My winter break in Mongolia was fast-paced, thrilling, eye-opening and humbling at times. You might wonder why did I go to Mongolia during winter. Obviously, I could have easily stayed in Leeds and waited for a spring to come. No, I needed to feel the freezing temperature of the Mongolian winter yet again, after a long period of not experiencing it. I was so used to the mild weather of the British Isles, starting to forget the real winter of my native country. It was a revelation! Upon arrival in Ulaanbaatar, I swallowed a bucket of a cold air and thought my throat went numb because of it. Subsequently, I had so much pain in my thigh muscles due to the low temperature. If I wasn’t escorted into the car, I would’ve frozen right there. Afterwards, I learned that the temperature was around – 35 C. “Of course, it must have been that cold…”, I gushed, trying to justify my reaction. My parents comforted me by saying “You are going to be fine. You just need a couple of days to adjust”. They were right. It took me couple of days to acclimatise to the weather. By day three, I was out and about, just like the old days.

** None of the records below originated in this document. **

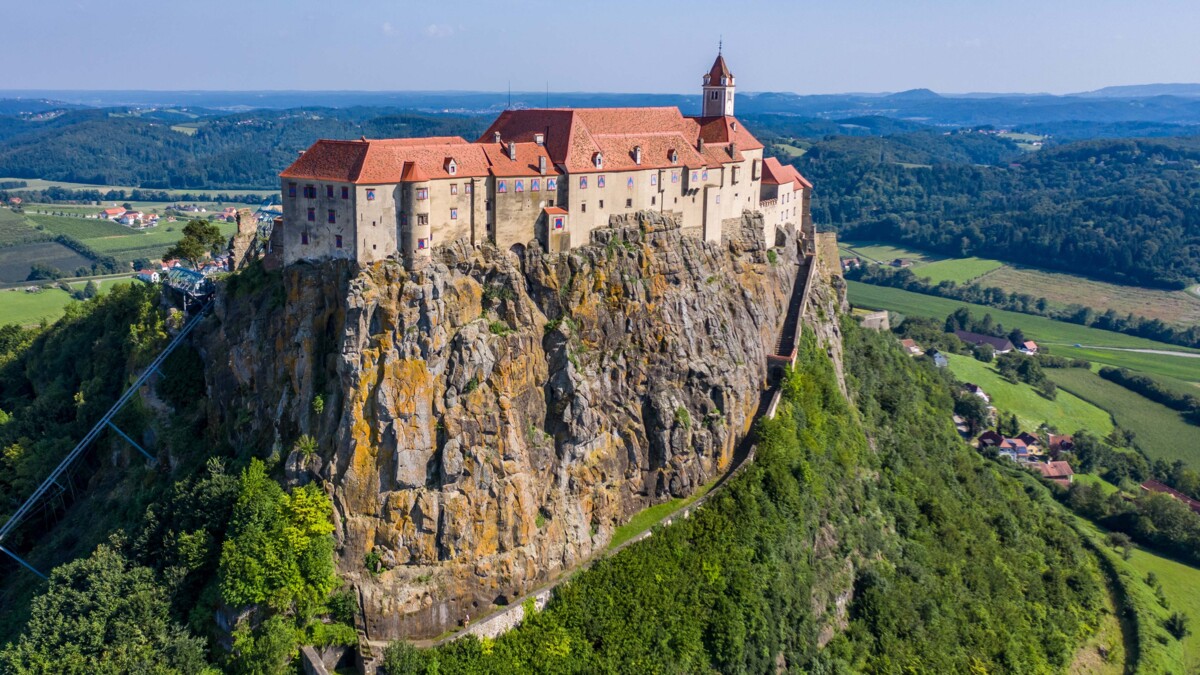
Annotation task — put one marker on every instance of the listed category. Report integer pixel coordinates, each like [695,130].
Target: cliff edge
[485,423]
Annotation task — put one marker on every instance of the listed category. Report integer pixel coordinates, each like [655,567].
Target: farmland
[1181,585]
[1062,290]
[16,261]
[1159,431]
[1067,413]
[28,309]
[1044,330]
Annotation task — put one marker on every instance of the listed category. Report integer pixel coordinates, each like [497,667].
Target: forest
[1125,210]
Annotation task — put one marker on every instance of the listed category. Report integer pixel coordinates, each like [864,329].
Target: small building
[1001,345]
[876,321]
[977,390]
[1163,489]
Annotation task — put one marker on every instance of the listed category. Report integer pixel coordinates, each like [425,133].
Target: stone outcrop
[485,423]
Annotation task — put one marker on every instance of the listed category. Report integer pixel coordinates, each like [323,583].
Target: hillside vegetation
[1119,209]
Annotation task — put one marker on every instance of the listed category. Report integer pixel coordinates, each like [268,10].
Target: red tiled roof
[526,162]
[388,160]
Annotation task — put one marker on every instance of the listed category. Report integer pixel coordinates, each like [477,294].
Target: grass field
[1059,335]
[17,261]
[30,309]
[1067,413]
[1161,431]
[961,270]
[1062,290]
[117,240]
[39,184]
[1181,585]
[16,230]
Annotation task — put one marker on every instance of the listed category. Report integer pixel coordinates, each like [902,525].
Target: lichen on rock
[489,420]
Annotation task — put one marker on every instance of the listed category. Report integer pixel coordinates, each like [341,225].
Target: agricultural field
[1061,290]
[30,309]
[17,261]
[885,252]
[961,270]
[16,230]
[117,240]
[1060,336]
[1067,413]
[1159,431]
[1181,585]
[39,184]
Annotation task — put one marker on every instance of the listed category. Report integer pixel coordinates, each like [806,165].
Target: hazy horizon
[801,47]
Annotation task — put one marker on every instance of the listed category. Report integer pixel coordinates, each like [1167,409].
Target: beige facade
[370,199]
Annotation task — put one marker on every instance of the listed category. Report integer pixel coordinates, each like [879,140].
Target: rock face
[487,422]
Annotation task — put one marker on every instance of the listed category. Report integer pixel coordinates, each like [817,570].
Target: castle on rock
[547,175]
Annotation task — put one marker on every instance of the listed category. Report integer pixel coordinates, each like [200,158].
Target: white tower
[719,89]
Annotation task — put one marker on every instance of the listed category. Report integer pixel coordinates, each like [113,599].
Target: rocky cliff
[487,422]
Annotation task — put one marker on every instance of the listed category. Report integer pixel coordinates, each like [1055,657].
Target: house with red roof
[546,175]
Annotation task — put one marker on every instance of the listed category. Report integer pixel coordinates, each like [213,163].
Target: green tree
[103,614]
[201,239]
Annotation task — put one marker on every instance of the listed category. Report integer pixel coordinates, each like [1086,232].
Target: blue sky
[802,46]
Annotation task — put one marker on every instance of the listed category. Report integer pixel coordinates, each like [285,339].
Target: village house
[1001,345]
[1056,471]
[537,175]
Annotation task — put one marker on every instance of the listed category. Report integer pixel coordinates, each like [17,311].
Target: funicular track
[51,487]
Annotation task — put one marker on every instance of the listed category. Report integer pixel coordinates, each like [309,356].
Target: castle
[547,175]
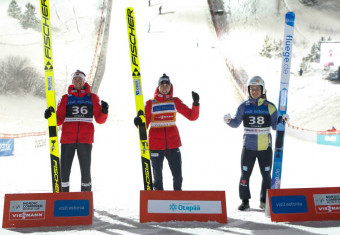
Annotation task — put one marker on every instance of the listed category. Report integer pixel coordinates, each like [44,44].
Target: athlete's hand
[196,98]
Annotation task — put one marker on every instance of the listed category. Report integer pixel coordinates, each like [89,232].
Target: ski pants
[175,163]
[248,158]
[84,157]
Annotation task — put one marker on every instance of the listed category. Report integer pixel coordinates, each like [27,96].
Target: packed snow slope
[182,43]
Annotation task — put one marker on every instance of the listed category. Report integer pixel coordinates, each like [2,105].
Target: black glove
[138,121]
[196,98]
[48,112]
[105,107]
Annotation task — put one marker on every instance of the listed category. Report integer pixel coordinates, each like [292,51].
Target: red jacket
[79,131]
[161,138]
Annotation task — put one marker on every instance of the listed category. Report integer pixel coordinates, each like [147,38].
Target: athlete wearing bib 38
[164,139]
[75,112]
[258,116]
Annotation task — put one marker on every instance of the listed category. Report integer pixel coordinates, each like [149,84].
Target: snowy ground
[250,25]
[181,43]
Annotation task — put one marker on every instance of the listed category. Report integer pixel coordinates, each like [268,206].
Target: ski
[137,84]
[283,98]
[50,94]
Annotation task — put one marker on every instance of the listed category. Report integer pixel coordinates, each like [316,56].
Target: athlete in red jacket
[75,113]
[164,139]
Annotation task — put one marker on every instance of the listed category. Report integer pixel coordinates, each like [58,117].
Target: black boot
[244,205]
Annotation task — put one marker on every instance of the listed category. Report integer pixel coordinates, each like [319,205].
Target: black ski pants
[84,157]
[175,163]
[248,158]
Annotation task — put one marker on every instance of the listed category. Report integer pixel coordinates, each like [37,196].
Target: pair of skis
[50,96]
[135,68]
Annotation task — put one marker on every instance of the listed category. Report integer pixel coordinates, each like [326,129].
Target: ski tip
[290,18]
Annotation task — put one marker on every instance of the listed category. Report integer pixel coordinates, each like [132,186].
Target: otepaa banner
[47,209]
[163,206]
[6,147]
[304,204]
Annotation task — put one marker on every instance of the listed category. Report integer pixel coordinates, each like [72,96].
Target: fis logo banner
[327,203]
[184,207]
[289,204]
[6,147]
[71,208]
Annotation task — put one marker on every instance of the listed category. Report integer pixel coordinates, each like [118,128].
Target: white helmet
[256,80]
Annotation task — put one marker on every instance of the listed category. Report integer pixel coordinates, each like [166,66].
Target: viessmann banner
[304,204]
[6,147]
[203,206]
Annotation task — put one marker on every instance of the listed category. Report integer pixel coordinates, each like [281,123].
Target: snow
[181,43]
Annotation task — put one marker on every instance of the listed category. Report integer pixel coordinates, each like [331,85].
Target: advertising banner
[47,209]
[162,206]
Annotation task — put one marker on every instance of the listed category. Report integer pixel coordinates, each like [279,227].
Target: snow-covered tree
[309,2]
[14,10]
[28,19]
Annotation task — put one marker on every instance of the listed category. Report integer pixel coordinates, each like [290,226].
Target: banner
[6,147]
[47,209]
[304,204]
[164,206]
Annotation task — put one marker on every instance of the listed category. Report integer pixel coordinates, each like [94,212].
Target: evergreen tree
[14,10]
[309,2]
[28,19]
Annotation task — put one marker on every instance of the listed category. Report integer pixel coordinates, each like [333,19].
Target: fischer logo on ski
[50,94]
[283,98]
[137,83]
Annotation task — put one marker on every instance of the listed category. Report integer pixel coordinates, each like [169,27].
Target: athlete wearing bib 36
[75,112]
[164,139]
[258,116]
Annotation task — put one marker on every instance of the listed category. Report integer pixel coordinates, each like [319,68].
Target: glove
[105,107]
[284,118]
[138,121]
[196,98]
[48,112]
[227,118]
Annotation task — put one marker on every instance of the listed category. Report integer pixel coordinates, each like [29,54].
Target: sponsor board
[47,209]
[161,206]
[304,204]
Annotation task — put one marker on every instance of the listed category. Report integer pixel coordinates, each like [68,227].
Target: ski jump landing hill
[239,78]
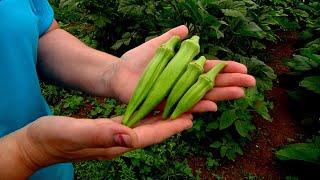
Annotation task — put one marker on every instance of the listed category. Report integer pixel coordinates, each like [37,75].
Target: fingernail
[122,140]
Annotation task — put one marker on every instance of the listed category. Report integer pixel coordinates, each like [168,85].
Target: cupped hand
[229,83]
[54,139]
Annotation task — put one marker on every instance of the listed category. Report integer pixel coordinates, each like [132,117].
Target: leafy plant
[309,152]
[229,29]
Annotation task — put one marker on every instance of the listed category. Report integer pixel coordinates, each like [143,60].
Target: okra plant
[163,55]
[175,68]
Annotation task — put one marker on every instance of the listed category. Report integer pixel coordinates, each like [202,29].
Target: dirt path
[258,159]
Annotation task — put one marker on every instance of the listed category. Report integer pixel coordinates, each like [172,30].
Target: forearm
[65,60]
[13,164]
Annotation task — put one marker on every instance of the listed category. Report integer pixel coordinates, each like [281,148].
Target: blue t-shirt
[22,22]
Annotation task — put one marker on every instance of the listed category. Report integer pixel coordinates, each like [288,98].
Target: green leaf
[262,109]
[300,151]
[213,125]
[232,13]
[216,144]
[223,151]
[244,127]
[311,83]
[227,118]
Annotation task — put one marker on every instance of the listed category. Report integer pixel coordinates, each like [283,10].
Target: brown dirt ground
[258,159]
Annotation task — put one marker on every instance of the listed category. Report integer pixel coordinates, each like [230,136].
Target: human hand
[229,83]
[54,139]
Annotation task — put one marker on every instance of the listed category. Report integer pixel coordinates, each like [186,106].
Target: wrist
[15,162]
[110,78]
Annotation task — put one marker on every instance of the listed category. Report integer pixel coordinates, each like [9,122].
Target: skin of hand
[54,139]
[229,83]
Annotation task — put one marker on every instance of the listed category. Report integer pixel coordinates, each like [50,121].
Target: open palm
[229,84]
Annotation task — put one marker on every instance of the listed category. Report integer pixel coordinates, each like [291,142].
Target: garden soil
[259,159]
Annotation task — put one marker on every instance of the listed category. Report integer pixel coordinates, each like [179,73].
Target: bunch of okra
[172,75]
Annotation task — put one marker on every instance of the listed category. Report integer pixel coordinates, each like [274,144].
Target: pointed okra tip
[212,73]
[201,61]
[195,39]
[172,42]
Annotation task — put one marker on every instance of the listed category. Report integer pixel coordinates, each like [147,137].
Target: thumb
[181,31]
[106,133]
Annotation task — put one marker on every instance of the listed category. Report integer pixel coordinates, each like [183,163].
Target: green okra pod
[197,91]
[189,77]
[162,56]
[188,50]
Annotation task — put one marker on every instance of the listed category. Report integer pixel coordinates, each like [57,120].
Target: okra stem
[197,91]
[188,50]
[189,77]
[163,55]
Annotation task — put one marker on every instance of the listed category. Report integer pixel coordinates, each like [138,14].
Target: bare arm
[66,61]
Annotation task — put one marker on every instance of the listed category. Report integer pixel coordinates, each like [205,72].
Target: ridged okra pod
[188,50]
[189,77]
[161,58]
[197,91]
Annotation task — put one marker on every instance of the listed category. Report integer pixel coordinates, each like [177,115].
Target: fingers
[234,79]
[232,66]
[181,31]
[102,134]
[224,93]
[205,106]
[160,130]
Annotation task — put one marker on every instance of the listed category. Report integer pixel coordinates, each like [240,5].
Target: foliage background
[239,30]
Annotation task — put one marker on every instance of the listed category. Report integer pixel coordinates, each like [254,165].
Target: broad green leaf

I always loved everything about winter from my early childhood as it made me feel refreshed and energised. While I am walking within the city, I would stop and look around. Despite the freezing temperatures, people were living their lives as normal. It is just another winter for them. For me, it was the first proper winter for years. Writing about Mongolia objectively is near impossible task. I always try to keep the balance but I could list many reasons why I can not be purely objective when it comes to about my native country. I suppose, the years I spent away from the country gave me a different perspective on Mongolia. But the years didn’t do anything to diminish the attachment I have with the country. Now, I feel more Mongolian than I felt 10 years ago. Probably, I know more about Mongolia than I knew at 20. However, this might not have happened, if I wasn’t away this long.
What comes to your mind when you think of Mongolia? The endless steppe, the nomadic lifestyle, the round dwelling called ‘ger’ and the history of Chingghis Khaan? These are USPs (Unique Selling Point), mainly geared towards tourism and marketing but they are not necessarily so useful for people who want to know about the real Mongolia. The real Mongolia is not one thing. It is many things. The real Mongolia starts from Ulaanbaatar, the capital of the country, a home to over a million residents and a fascinating cosmopolitan metropolis located at the heart of Central Asia. Ulaanbaatar is enormous in size as well. Most visitors tend to stay couple of days in Ulaanbaatar and head for the countryside as it is in the end what was promised on the brochure. Except a few adventurous back-packers, not many visitors venture outside the city centre, probably concerned about unexpected things to happen or just not interested. This unintentional exclusion continues on and it is having a detrimental effect on the understanding of the country to the wider world. I think, I better continue this thread in my future posts.
Back to my winter break. It was a real joy to be in Mongolia. Of course, it was very cold and the capital air pollution was at times unbearable. Who enjoys inhaling the polluted air produced from domestic coal use, electricity factories and cars? But then, how these thousands of families who don’t live in apartments supposed to cope with the cold winter starts in late October and continues on well into March? They need to use coal to keep warm and the alternative fuel recommended by the Government is hard to find and expensive for low-income families. On a daily basis, they need to balance between keeping it warm and having something to eat. Despite all these constant difficulties, I saw people living their lives, going to work, studying and keeping their ambitions alive. It was an eye-opener. Suddenly, my so-called minor problems are nothing compared to what these people need to go through every day. I call them ‘The Brave Ones’!
‘The Brave Ones’ don’t wait for a help from others; instead, they help themselves. ‘The Brave Ones’ have one thing in common; they are defiant in the face of difficulties. I think that the world is a better place because of these people who decided not to give up and continue to believe in themselves.
For anyone, who is interested in finding out the real Mongolia, you need to go there. Especially, you need to go there during autumn, winter and spring. You need to travel beyond the modern city centre of Ulaanbaatar and see how ‘The Brave Ones’ live and breathe. And there are other large cities besides the capital: Darkhan, Erdenet and many more urban centres.